CCS to compete with renewables ‘as early as the 2020s’
Fossil fuel power generation with carbon capture and storage (CCS) has the potential to compete cost-effectively with other low-carbon forms of energy in the 2020s, according to a report published today.
Commissioned as a collaboration between the Department of Energy and Climate Change (DECC), the Crown Estate and industry members, the report claims the sector will be able to generate electricity at an average cost approaching £100 per MWh by the early 2020s, and at a cost significantly below £100 per MWh soon after.
The report states that reductions in the cost of CCS electricity can be achieved in the early 2020s through investment in large offshore CO2 storage clusters, by supplying multiple onshore CO2 emitters and with investment in large, shared pipelines with high usage.

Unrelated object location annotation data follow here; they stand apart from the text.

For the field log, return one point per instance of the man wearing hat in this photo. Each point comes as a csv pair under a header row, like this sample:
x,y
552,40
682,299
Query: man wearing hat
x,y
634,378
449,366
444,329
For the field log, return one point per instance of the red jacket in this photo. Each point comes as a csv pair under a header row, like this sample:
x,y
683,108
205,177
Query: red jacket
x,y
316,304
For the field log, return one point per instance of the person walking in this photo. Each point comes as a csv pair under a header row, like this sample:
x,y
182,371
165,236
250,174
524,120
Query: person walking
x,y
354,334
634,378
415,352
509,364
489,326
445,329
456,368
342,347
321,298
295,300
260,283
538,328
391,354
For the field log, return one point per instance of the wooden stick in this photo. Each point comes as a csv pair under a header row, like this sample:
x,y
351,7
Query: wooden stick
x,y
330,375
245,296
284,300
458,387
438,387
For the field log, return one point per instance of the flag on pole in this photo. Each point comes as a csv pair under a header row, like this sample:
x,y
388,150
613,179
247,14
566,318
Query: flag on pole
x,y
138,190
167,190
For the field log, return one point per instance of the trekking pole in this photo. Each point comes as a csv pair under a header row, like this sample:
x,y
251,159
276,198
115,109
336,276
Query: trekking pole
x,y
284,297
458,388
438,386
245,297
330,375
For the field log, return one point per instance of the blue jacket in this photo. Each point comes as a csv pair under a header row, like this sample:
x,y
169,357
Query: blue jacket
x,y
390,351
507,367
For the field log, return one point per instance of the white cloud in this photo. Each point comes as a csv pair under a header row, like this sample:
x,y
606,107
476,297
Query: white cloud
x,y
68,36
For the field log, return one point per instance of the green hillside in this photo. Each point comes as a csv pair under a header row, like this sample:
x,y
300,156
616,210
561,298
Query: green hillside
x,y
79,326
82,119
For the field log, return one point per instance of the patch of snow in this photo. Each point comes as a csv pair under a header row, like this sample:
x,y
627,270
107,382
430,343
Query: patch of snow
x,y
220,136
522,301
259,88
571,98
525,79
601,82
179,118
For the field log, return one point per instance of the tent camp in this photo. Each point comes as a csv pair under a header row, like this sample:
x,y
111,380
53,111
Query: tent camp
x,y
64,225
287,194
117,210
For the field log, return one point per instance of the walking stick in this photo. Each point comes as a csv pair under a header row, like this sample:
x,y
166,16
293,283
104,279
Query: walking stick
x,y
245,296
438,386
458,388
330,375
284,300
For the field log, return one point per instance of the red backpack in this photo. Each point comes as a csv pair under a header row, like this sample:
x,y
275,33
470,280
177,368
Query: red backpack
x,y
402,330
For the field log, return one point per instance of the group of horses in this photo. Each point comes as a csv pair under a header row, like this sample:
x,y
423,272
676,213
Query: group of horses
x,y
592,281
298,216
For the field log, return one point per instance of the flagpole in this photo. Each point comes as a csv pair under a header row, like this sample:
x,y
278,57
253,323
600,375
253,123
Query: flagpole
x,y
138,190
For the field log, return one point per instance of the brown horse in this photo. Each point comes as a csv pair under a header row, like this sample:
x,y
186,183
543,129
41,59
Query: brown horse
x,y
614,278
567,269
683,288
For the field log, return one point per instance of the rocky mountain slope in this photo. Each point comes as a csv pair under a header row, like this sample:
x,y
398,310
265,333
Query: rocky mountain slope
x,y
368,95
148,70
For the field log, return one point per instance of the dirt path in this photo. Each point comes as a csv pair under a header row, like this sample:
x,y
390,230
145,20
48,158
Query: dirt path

In the early 2020s, progressive improvements in CO2 capture technology capacity should be available at large power stations, according to the report.
A reduction in the cost of project capital through a set of measures will reduce risk and improve investor confidence in the sector.
In addition, the exploitation of potential synergies with CO2 based enhanced oil recovery in some Central North Sea oil fields would also help, according to the report.
The Secretary of State for Energy and Climate Change Edward Davey claimed the report’s findings demonstrated great potential for the future of the industry.
“By bringing its costs down, CCS can be cost competitive with other low carbon technologies as early as the 2020s. Deployment at scale will bring investment and jobs, not just to the power sector but across the whole supply chain, including our offshore oil and gas industries,” he said.
Crown Estate director of energy and infrastructure Rob Hastings added: “With many of the UK’s fossil fuel plants set to be decommissioned soon and with challenging EU targets for carbon reductions, its welcome news that CCS looks set to compete as a major player in the nation’s low carbon future.”